Frantically clutching Nip who was about to spring to meet the coach, Jinny cried vague thanks to the hurdle-maker and hurried Methusalem down a by-way so narrow that she could hardly squeeze through the untrimmed “werges” neglected of Barnaby.
VI
When she heard the coach well on its way again on the Chipstone road, with Blanche divined within, she found herself possessed by an unexpected urging towards Mr. Flippance. She had no real round any longer—only the hours to fill and her grandfather to half deceive—and perhaps, despite Miss Gentry’s own opinion, the bridegroom might yet be able to prevent her being cut out by the rival pair of scissors. The truth was, Jinny felt a physical need of the toning up the Showman somehow imparted to life. To drive around the rest of the day with practically no business but her own thoughts would be too dreadful. He must surely babble happily about his bride, and apart from the interest of her identity, some of his glow could not but radiate to her. And there was Caleb and Martha to see, too—how were they faring, these dear, simple creatures, too long unvisited? But then—thought that froze the heart!—had she not declared she would never set foot in Frog Farm again? No, she answered herself defiantly—and no memory of hereditary quibbling, nothing of her sense of humour, rose to trouble the reply—all she had said was that Will should never see her there. And Will was safely chained to the Chipstone road.
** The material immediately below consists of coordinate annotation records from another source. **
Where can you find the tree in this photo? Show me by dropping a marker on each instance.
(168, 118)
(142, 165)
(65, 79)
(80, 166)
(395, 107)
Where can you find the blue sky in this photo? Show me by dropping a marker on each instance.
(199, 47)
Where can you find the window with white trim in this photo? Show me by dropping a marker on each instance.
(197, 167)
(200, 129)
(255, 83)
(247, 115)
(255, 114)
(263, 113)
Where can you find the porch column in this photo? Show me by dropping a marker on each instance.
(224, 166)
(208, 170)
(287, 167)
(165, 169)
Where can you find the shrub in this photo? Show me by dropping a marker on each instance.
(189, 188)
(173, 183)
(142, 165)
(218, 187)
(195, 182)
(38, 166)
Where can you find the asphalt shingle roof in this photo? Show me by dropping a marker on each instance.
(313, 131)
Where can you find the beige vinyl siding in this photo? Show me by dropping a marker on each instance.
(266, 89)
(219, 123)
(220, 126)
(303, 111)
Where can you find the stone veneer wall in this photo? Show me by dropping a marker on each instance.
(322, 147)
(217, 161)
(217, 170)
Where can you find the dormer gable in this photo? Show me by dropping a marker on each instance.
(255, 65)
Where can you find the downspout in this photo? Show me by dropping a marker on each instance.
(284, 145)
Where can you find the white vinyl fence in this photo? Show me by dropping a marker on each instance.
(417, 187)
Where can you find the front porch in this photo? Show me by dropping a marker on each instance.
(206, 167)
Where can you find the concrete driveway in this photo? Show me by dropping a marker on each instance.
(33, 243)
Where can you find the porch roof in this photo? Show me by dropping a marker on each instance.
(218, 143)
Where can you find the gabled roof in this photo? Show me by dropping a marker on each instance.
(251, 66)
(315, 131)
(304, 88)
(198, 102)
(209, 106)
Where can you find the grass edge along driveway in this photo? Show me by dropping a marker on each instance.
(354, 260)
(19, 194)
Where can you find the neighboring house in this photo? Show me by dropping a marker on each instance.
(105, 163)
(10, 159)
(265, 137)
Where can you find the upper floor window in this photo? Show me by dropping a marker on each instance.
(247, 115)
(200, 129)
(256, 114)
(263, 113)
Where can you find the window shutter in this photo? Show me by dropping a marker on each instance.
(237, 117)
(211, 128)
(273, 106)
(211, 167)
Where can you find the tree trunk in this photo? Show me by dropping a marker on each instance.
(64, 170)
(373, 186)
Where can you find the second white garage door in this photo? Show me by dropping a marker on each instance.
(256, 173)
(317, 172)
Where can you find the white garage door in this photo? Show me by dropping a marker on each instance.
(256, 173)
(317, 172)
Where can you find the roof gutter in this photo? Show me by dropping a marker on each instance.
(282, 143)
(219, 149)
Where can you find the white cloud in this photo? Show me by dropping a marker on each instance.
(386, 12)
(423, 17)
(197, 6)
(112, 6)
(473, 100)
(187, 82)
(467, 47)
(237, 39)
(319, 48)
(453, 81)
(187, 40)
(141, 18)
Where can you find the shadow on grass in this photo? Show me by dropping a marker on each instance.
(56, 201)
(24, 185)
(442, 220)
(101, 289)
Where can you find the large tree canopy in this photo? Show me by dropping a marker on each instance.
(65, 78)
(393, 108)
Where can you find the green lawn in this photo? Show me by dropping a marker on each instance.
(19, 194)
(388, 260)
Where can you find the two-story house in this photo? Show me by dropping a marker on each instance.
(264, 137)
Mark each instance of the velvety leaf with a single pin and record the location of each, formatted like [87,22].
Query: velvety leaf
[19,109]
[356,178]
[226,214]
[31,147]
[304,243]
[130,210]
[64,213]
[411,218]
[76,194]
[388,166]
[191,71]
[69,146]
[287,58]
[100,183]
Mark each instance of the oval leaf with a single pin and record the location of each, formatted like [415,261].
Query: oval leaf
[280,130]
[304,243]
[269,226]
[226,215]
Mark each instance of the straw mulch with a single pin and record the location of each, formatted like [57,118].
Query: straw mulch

All the same she looked round apprehensively and with wildly beating heart before she allowed Methusalem to lift the latch of the familiar gate, and she had somehow expected so great a transformation in the farmhouse under its new and sinister activities, and was conscious of so vast a change in herself since she had last seen it, that its primitive black front almost startled her, so unchanged did it appear. True, the ferrets’ cages were gone, but their absence only made it more its old self, and the moan of the doves was as reassuring as the singing of the kettle on her own hearth. Caleb’s red shirt-sleeves looked for once in keeping with the scene, arising as they did out of yellow flame-tinged clouds from the rubbish-heap which he was burning, and the pleasant pungent smell of which filled her eyes with tears, half smoke, half emotion. Even in that glow the homely hair-circled face was capable of a new illumination.
“Gracious goodness, there’s Jinny!” He ran to the house-door. “Mother! Mother!” he cried in jubilant agitation.